You should also outline the path back to this position making clear the steps you are taking and the time frames you are working to.
In their appraisal of the business plan, banks will want to understand management capability and whether there are any long-term implications of the economic fallout on the business or industry it operates in.
Look towards other funders
There is no doubt that other funders, alternative and second tier, will be looking to fill the gaps left by the banks. We understand that peer-to-peer lenders are trying to be included in the plans announced by the government. Alternative lenders may offer to fund but their fees, terms and interest rates need to be checked carefully.
Don’t be afraid to ask for advice and support. There is a lot of information out there, some of it confusing and some contradictory, so if you are unsure about anything or just want to sense check your plans please don’t hesitate to call either Richard Hallsworth, Emma Murray, Jo Brown or Richard Grayson on 01522 81 5100.
Directors duties and compliance!
Whilst for lots of business owners survival has been the number one priority it’s important to not forget the additional duties that Directors of companies must comply with. These duties are never so important as when your company may be in distress, so we are going to provide some guidance so that you don’t inadvertently breach them. For more information on your duties as a Director please read our guide.
Companies House have also been quick to help business owners meet their Companies statutory deadlines. They have
released new guidance on what to do should you feel that you might not be able to file your company’s accounts on time. Whilst their line is very much that accounts and other documents such as the annually filed Confirmation Statement must still be filed they do advise that if immediately before the filing deadline it becomes apparent that accounts will not be filed on time they will accept an application to extend the period allowed for filing.
The key message is to act now and not leave it until the filing deadline has passed. Make an application early as they a likely to be inundated with extension requests and their team is likely to be disrupted too.
Companies House have provided a simple process to do this which can be accessed here.
It’s important to keep talking to customers and employees
Marketing to the outside world
Your customers will want to know that there is someone there who cares about their business, they will also want to know whether you are still ‘open for business’. However, email traffic is currently full of companies communicating their COVID-19 policies, this will soon lose impact and will be ignored/deleted.
Over the next few days, ensure you have emailed or spoken to all of your customers, if this is not possible – contact your key customers first and gradually work through the list. Where possible, provide reassurances about your resilience and ways in which you can help them or avenues in which you can collaborate to overcome economic difficulties.
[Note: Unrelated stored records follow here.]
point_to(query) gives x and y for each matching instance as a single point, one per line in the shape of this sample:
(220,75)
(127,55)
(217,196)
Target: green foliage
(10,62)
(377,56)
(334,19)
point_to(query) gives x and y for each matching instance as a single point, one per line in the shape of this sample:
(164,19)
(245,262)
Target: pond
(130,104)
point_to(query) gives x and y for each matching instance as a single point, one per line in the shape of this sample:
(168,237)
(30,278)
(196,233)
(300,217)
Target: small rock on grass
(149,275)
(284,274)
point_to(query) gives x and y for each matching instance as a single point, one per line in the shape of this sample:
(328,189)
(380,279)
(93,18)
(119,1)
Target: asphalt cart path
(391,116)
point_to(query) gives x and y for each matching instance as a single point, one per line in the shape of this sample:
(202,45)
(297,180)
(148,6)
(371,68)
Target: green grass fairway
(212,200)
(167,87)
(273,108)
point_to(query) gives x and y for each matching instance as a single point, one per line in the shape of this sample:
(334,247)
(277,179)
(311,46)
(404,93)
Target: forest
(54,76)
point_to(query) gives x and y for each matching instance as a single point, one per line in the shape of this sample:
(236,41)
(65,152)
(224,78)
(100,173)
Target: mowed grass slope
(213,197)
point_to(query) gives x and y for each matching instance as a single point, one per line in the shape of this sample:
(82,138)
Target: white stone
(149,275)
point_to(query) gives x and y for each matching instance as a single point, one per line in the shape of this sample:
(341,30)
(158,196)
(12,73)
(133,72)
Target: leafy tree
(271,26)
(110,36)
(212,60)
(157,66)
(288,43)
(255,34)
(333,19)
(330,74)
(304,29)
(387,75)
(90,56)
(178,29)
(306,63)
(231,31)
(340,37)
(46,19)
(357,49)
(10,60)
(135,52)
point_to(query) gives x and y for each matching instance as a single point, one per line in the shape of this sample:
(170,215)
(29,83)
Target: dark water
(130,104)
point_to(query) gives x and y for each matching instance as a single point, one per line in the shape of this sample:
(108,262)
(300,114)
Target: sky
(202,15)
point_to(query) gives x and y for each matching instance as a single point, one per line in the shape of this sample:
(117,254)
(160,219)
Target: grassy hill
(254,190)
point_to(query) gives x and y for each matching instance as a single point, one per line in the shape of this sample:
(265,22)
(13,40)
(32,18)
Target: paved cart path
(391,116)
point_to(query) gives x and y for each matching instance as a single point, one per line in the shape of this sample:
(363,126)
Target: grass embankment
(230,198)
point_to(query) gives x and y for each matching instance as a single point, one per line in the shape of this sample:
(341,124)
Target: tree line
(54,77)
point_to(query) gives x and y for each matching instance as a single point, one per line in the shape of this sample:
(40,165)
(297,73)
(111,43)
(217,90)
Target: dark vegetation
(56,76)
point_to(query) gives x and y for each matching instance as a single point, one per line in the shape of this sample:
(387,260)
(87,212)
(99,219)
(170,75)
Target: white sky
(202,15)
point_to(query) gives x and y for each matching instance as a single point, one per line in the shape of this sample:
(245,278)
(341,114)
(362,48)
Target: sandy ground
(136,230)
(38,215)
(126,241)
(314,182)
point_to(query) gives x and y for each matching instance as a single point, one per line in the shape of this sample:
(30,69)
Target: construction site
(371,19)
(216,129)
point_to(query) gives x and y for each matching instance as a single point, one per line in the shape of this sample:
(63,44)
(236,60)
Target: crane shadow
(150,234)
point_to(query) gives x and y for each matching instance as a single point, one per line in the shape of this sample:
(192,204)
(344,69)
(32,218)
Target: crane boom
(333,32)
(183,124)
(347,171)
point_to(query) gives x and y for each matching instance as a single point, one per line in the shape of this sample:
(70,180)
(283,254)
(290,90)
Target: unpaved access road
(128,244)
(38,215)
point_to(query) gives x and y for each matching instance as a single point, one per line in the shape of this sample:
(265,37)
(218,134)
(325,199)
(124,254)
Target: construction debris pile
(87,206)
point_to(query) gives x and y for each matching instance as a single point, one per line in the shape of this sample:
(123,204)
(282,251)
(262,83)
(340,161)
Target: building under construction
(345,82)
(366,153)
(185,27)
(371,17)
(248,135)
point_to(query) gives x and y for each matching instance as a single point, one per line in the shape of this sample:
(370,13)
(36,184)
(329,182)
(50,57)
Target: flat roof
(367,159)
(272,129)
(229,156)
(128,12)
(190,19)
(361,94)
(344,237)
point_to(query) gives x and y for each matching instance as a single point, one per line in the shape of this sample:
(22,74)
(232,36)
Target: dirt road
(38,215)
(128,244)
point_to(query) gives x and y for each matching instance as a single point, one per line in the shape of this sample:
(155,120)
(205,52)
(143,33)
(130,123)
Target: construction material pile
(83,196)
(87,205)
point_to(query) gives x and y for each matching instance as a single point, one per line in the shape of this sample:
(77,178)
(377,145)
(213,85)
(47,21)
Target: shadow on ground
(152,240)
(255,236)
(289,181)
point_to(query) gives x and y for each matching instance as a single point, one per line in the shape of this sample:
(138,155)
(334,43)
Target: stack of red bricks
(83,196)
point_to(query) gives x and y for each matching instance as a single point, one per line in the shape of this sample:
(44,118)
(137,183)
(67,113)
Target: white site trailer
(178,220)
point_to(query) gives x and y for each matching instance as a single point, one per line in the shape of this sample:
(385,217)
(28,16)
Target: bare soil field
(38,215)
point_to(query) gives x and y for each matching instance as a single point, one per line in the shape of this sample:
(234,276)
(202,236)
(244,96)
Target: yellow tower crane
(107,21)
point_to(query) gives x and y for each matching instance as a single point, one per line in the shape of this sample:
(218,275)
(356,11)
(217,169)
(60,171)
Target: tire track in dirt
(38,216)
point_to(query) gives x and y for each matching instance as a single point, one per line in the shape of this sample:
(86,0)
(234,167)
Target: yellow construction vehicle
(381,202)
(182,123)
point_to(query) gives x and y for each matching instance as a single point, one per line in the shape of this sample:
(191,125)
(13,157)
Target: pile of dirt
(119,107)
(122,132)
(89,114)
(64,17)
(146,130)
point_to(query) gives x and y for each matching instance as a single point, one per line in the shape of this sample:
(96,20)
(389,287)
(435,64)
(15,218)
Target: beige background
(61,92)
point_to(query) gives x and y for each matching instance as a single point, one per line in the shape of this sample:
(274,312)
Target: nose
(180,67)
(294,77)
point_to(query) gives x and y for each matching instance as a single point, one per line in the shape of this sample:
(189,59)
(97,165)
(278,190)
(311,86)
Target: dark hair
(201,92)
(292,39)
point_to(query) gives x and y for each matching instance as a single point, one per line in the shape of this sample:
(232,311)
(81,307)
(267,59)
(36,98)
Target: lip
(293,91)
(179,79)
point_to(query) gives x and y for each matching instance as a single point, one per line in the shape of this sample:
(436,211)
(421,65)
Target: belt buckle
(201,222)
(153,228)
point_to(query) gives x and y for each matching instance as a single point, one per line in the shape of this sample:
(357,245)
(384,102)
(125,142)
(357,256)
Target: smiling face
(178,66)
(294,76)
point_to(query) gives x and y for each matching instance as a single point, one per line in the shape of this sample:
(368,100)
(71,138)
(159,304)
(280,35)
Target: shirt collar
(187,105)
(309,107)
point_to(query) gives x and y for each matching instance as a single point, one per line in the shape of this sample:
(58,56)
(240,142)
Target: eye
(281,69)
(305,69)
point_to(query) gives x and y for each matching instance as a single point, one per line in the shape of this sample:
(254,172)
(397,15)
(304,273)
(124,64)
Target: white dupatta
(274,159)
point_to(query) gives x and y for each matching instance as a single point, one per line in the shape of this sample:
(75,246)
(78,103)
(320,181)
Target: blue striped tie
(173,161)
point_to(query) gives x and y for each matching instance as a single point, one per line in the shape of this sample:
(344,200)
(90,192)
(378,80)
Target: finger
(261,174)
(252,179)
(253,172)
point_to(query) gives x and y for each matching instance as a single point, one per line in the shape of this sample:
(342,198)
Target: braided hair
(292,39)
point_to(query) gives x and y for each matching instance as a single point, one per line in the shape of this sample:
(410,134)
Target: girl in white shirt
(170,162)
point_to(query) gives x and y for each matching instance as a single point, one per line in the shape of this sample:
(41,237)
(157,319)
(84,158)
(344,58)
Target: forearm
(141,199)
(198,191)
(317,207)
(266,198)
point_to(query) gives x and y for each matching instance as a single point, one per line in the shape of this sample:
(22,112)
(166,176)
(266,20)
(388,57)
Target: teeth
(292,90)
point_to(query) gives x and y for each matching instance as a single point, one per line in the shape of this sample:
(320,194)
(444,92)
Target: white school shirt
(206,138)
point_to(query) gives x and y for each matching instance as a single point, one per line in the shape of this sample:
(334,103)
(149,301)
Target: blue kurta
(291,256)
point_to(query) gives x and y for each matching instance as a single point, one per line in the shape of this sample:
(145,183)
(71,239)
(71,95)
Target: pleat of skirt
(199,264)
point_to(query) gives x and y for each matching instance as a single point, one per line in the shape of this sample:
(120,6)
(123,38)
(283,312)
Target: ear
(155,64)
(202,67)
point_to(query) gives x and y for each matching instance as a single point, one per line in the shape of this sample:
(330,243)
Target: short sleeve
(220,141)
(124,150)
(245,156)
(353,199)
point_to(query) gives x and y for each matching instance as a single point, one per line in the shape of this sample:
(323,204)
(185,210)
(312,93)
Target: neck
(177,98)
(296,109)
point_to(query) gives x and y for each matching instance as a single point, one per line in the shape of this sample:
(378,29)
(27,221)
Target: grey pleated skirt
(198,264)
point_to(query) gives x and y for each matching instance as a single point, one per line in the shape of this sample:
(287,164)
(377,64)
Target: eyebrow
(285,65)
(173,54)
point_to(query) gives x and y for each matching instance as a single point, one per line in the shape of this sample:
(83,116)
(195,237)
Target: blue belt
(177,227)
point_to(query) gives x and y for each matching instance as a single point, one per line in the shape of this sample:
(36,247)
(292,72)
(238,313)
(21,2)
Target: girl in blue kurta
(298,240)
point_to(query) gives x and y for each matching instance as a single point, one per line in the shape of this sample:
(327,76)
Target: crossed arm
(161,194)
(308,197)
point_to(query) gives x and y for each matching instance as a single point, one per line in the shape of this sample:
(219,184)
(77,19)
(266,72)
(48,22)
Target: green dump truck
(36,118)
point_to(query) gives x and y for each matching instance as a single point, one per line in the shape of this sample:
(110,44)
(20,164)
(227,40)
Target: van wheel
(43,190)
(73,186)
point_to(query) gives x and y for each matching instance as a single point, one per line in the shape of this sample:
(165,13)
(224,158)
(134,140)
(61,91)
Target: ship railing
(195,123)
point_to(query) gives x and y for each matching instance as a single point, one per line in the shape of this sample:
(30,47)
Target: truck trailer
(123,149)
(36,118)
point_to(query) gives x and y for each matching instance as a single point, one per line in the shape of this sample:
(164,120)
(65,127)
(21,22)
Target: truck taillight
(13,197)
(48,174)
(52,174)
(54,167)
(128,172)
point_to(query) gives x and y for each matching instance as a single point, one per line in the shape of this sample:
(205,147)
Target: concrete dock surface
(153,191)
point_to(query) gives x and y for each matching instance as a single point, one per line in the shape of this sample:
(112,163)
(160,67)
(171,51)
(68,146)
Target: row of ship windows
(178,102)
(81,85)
Most importantly, do not use this as an opportunity to sell. If you can, send the emails yourself (bearing in mind GDPR regulations) and do not use generic marketing or ‘contact us’ emails if you are asking your marketing team/others to help with this.
It is vital to know the facts and communicate proactively with all employees-using clear, compassionate, and understandable messages. This not only demonstrates leadership, but also provides reassurance and instils a sense of trust among employees.
An internal communication plan should be established (if you haven’t one in place already), or updated, as a means of reaching employees through combinations of emails, intranet postings, flyers/ posters, manager talking points, FAQs or a website hub. The plan should identify simple, key messages, along with a reliable process for providing continual updates and collecting feedback from employees.